Considering the current rate of growth in the US, it doesn’t seem unreasonable. Last year, our company had added a billion-dollar in gambling in the United States. Considering our international business growth, I don’t find it unreasonable.

You said that approx 24% (on a national scale) market share in the country and one in every four bettors are contributed by William Hill. However, does William Hill have any specific plan to beat the current competitors such as DraftKings and FanDuel?

I don’t think anyone has the resources and power to match the whopping 24 percent in the United States. Sure, that differs from state to state. But, I still don’t believe any company could go up to 24% countrywide.

Regulatory headwinds have definitely had a major impact on the results generated last year. You also mentioned that restrictions on credit card use can result in a fall in the deposit rates by a small percentage. Have you prepared anything for such restrictions? What are the future concerns concerning a possible online betting limit in the United Kingdom?

I believe that regulatory changes are part of our country. As far as these changes are concerned, it isn’t anything new. Moreover, we believe that we have given our best performance for the past 1-2 years in terms of customer protection, age verification, due diligence, source of funds, and more. We have implemented a proper, secure, and valid gambling algorithm. 

These factors are something one can’t practice in the retail outlet or a brick and mortar store. It is only possible when you are dealing online. That being said, it doesn’t really affect our goals or anything for that matter.

Considering that it has been an extraordinary year for the retail sector, what exactly are the results you anticipate for 2020?

The former CFO, Ruth gave an estimate of £60-70. The figure suggests a minor upgrade from £50-70 that we had given earlier.

Does that recommend support at these outcomes compared to the possibilities of what could have happened specifically considering the fixed odd gambling restrictions?

The £2 betting limit imposed by the government resulted in a 30% decline in our gambling industry. It led to a loss of £70m approx of EBIT. That being said, it has happened to be painful and quite a huge project for our team. However, we did it pretty well. In the end, we performed comparatively better than we had imagined.

You had said your plan on technology investment; can people assume that such investments will take you to any more acquisitions in the coming years? We’ve all seen how DraftKings acquired SBTech and it turned out to be the significant news in the US.

As of now, we are concentrating on operational performance, competitiveness, and customer team. Currently, this is all we are focused on right now including the elements and resources we will be operating on to expand the business in the US.

Does this make M & A not a big thing to concentrate on for William Hill?

Currently, our only focus is on operating within the group, though we do consider such things on merit.

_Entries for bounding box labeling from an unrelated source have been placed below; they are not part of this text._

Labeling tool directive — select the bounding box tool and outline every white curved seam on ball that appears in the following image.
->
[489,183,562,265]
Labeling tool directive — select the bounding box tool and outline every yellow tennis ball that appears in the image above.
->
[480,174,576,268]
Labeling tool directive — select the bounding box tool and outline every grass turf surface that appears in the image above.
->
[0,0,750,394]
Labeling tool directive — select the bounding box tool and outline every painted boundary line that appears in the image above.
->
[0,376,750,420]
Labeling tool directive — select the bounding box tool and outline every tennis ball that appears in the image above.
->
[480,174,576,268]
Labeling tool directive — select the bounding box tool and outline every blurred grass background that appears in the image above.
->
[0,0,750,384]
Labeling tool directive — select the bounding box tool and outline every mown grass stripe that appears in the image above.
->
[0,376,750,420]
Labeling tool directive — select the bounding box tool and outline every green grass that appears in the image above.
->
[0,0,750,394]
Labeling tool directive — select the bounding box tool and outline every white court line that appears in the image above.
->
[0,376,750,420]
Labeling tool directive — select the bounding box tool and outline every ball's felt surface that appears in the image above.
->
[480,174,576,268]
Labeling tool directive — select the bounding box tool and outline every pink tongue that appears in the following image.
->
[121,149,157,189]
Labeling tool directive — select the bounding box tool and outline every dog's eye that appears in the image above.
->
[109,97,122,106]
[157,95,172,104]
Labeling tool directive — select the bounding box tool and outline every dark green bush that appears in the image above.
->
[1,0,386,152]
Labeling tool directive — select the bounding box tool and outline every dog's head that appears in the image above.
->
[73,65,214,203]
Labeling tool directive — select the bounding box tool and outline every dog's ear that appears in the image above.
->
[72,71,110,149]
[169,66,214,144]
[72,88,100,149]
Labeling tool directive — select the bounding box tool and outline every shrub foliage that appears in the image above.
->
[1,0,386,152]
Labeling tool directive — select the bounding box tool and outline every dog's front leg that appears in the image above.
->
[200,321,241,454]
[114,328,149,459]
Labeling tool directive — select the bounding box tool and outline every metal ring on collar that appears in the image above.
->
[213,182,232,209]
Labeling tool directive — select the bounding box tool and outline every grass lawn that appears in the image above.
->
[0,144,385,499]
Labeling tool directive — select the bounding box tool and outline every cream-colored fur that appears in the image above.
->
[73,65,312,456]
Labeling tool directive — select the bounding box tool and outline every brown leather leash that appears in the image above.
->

Having worked as the CEO of the company for the past few months, how do you feel has this role changed your confidence? What are your views on the future performance of the company and how exactly do you think it needs to be directed?

I have contributed two years of my life to William Hill. During these years, I have seen and experienced a lot. I feel I got a clear picture of where and how the company needs to improve. As of now, we have a wonderful team with our company being in a brilliant position. But, we also realize that there still are certain challenges coming our way. We need to be extra careful while making decisions.